Child and forced marriage is not only a violation of human rights, it's a driver of trafficking and exploitation. When children and young people are forced into marriage, they face heightened risks of abuse, violence, and economic insecurity. These harms reinforce cycles of poverty and inequality, undermining progress on gender equality and sustainable development.
This is ASEAN’s first policy document dedicated specifically to child and forced marriages, issues long present in the region but previously without a unified regional framework.
The new guidelines provide a roadmap for ASEAN Member States to strengthen prevention, protection, and justice for victims. They represent a shared commitment to safeguarding the rights of women and children across the region.
The guidelines were developed by the ASEAN Commission on the Promotion and Protection of the Rights of Women and Children (ACWC) in collaboration with experts and frontline practitioners from civil society and UN agencies. Importantly, they include the voices of survivors and young leaders - whose lived experiences shaped the recommendations. Their insights ensure the guidelines are practical, sensitive, and grounded.
The process drew on regional consultations, a scoping study, and dialogue across multiple sectors, including child protection, gender-based violence, law enforcement, and counter-trafficking. Survivors and young people contributed their experiences and insights, while practitioners highlighted gaps in law and services. Together, these perspectives shaped a framework that prioritises safety, dignity, and justice.
The guidelines provide clear steps for preventing and responding to cases of trafficking for child and forced marriage. They help frontline responders - police, social workers, healthcare professionals - identify cases accurately, investigate effectively, and support victims with care.
For policymakers, the guidelines offer a practical framework to strengthen laws, coordination, and protection systems to better prevent these practices and safeguard survivors’ rights.
The guidelines call for decisive action to close protection gaps and strengthen responses across the region. They urge ASEAN Member States to explicitly recognise child and forced marriage as forms of exploitation within trafficking laws, closing legal loopholes that currently leave victims vulnerable.
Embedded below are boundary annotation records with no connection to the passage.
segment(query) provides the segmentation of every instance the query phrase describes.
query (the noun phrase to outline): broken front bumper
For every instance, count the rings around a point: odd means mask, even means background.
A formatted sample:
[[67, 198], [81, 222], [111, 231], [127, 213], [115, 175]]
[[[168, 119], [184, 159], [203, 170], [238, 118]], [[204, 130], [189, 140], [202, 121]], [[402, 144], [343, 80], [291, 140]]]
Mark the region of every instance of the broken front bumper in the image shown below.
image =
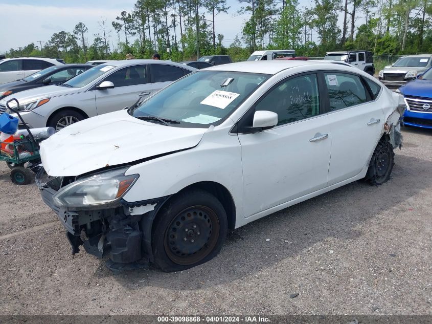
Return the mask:
[[43, 168], [36, 178], [43, 202], [57, 214], [67, 231], [73, 254], [83, 245], [86, 252], [98, 257], [107, 255], [107, 266], [114, 271], [141, 267], [153, 261], [151, 226], [158, 210], [155, 207], [165, 198], [121, 202], [119, 206], [99, 210], [66, 210], [56, 206], [53, 199], [64, 181], [62, 178], [49, 177]]

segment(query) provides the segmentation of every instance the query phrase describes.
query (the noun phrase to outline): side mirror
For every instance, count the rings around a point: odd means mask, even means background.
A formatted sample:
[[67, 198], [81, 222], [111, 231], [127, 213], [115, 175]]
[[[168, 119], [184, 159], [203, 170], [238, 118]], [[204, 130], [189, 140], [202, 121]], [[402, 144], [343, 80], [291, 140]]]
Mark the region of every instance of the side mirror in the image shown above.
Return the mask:
[[273, 112], [261, 110], [255, 112], [252, 127], [262, 130], [272, 128], [278, 124], [278, 114]]
[[114, 83], [110, 81], [104, 81], [99, 85], [96, 86], [98, 90], [105, 90], [105, 89], [112, 89], [114, 88]]

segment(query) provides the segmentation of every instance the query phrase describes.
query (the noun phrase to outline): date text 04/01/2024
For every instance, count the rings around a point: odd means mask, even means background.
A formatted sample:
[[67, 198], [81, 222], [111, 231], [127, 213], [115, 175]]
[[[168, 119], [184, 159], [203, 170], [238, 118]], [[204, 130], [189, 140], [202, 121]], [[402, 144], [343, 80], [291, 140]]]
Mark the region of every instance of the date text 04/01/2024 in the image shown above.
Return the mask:
[[160, 323], [199, 322], [207, 323], [253, 323], [269, 322], [270, 319], [262, 316], [158, 316], [157, 322]]

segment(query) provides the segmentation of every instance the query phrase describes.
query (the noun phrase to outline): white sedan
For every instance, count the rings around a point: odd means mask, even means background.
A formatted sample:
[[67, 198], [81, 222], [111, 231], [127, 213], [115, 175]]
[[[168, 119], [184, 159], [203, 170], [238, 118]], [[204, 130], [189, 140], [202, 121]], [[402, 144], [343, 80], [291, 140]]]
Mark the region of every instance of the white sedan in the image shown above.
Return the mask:
[[41, 145], [37, 183], [73, 253], [115, 271], [206, 262], [235, 229], [347, 183], [387, 181], [405, 104], [367, 73], [303, 61], [191, 73]]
They emphasise the importance of official birth and marriage registration, as these documents can serve as a powerful shield against abuse. Prevention is also critical - expanding programs that keep children in school and providing social protection for families reduces the pressure to make harmful choices.
The guidelines further highlight the need to strengthen cross-border cooperation and survivor support services, because exploitation does not stop at borders, and neither should protection. Finally, they stress that consistency across ASEAN countries is essential, with harmonised laws and practices to close gaps caused by differing definitions and age thresholds.
The guidelines recognise that vulnerabilities such as poverty, gender inequality, disability combine to increase risk. This intersectional lens informs eight key areas of action, from legal reform to victim identification and survivor care.
These guidelines are more than a document - they are a commitment to protect the rights of women and children.
DT Global is proud to support ASEAN in this milestone. Through programs like ASEAN-ACT, we help strengthen regional frameworks, build capacity, and foster collaboration to tackle complex issues such as trafficking and gender-based violence.